Right. Bad memories. Gray whistled through her beak awkwardly. Shouldn’t have said anything. Sorry.
Pirin shook his head and turned his attention back to the skies. If the rockwing pilot saw him, there was no sign of it. Eventually, the pilot turned, and Pirin followed.
After a half-hour of flying, a distant shape looming in the sky, floating amongst the clouds. It was vaguely egg-shaped, but elongated. Just like the Featherflight, except larger. Ridges ran along its side where the outer envelope pressed against wooden beams. Spars reached out its sides, bearing sails.
Its outer envelope was pristine white fabric, save for a simple crest on the side: a gold and brown circle with a spool of rope and a log in the center.
Pirin didn’t know what the Neria family crest looked like, but if he had to guess, this was it. She ran a shipbuilding company, so the crest lined up.

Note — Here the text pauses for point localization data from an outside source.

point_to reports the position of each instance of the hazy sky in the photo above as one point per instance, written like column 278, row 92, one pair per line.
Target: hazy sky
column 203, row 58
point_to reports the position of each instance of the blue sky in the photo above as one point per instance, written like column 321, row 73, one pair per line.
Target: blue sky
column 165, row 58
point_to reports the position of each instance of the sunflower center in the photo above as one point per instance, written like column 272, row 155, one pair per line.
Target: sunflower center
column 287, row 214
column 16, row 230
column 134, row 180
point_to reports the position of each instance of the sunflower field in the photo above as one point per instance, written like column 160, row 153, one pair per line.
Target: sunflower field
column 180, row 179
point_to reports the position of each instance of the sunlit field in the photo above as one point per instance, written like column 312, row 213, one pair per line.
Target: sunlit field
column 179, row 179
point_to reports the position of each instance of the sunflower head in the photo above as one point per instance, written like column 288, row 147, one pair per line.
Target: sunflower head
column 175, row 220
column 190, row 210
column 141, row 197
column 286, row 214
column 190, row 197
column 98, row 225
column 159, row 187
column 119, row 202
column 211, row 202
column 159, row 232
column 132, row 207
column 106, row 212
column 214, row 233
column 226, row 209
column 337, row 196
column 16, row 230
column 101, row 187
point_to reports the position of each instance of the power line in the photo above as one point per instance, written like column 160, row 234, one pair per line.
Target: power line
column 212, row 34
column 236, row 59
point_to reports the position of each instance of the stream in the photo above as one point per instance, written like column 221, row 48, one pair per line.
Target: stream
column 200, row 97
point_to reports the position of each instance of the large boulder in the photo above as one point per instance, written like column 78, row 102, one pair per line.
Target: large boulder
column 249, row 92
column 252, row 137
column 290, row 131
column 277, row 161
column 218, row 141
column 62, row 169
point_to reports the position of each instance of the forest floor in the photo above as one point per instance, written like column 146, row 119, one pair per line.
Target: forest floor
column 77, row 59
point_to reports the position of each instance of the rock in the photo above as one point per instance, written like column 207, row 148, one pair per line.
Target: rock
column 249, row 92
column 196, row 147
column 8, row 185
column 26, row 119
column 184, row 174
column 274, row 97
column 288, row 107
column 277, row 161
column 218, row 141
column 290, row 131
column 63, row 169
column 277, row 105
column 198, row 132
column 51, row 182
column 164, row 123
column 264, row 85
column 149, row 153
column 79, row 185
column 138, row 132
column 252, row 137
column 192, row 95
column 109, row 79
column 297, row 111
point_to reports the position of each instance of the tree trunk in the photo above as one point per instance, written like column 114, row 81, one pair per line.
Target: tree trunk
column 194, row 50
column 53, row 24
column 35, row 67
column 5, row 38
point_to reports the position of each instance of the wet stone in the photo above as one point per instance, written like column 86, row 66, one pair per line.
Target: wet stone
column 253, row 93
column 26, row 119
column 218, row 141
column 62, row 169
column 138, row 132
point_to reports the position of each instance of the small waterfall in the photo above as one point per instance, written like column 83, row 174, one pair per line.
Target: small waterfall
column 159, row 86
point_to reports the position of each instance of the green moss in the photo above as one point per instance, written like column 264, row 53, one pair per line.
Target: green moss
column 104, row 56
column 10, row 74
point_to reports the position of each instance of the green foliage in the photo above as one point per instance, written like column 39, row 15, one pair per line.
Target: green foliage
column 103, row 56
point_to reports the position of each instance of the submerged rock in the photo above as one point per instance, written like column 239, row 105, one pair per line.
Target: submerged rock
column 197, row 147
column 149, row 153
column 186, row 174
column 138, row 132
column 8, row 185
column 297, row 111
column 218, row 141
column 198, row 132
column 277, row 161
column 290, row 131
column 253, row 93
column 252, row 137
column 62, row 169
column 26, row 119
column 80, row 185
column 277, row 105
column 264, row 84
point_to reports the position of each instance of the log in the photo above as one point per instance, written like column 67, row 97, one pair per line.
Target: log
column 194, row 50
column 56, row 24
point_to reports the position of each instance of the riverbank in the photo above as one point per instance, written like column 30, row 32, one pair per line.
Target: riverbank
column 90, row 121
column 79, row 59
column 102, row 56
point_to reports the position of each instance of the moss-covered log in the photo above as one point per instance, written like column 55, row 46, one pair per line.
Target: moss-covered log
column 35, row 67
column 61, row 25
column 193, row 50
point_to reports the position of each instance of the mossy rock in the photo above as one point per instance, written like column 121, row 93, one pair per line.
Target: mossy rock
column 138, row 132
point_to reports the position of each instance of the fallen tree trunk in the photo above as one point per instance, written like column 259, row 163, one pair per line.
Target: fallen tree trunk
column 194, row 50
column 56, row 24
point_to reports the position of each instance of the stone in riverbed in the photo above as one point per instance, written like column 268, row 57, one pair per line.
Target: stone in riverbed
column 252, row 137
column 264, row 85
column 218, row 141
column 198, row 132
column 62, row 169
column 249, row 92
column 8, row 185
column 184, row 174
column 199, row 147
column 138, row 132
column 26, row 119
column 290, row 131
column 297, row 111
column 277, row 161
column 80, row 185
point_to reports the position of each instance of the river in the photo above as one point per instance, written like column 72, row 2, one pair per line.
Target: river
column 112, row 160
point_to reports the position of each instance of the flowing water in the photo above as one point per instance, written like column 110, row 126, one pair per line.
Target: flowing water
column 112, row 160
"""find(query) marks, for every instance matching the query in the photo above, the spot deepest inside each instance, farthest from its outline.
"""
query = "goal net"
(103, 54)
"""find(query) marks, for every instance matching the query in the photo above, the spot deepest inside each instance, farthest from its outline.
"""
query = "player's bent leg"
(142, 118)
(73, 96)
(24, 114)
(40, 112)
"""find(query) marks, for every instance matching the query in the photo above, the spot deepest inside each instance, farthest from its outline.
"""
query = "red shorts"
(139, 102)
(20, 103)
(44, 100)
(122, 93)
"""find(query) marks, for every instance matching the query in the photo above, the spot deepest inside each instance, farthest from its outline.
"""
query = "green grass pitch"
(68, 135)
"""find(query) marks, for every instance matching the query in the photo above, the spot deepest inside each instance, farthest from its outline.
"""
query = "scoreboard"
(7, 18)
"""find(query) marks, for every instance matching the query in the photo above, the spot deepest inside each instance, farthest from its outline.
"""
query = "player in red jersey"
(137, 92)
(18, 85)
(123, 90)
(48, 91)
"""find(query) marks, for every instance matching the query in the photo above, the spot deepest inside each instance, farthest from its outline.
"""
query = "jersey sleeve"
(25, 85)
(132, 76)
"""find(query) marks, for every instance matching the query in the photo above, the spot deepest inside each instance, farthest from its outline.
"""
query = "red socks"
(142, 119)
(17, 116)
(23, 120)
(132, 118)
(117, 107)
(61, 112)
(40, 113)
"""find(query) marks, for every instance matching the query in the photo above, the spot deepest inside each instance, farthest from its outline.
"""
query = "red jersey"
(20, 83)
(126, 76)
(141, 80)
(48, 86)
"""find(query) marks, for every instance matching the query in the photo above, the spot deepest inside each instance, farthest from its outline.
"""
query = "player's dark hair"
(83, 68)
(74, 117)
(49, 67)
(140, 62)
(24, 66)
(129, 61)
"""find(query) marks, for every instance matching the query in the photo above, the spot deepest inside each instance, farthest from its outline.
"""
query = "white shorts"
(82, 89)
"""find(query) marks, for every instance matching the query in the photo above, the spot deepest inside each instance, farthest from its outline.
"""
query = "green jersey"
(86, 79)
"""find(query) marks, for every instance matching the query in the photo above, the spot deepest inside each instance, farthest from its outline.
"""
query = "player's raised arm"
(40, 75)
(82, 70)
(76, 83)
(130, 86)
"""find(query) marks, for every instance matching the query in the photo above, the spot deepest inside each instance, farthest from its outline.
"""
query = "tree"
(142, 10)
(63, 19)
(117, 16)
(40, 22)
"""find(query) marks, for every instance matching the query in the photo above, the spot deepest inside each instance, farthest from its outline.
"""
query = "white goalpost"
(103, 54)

He turned away from Neria’s airship and pulled up into a bank of clouds to hide. As soon as he could, he and Gray navigated back to the Featherflight. They flew as fast as they could, and with the help of Pirin (pushing from behind with wind and making a wedge of air in front of them) they reached the smaller airship in a matter of minutes. They landed in the cargo hold, and Pirin sprinted forward to the Featherflight’s gondola. “Alyus! Captain Alyus!”
“Found something?”
“It has to be Neria’s airship. Turn south-southeast, and we’ll run up behind it. There’s a fogbank we can hide in, but we’ve gotta go fast.”
Alyus nodded, then spun the rudder wheel. “Hold on tight. We’ll have the wind directly astern, and the ride might get a little rough.”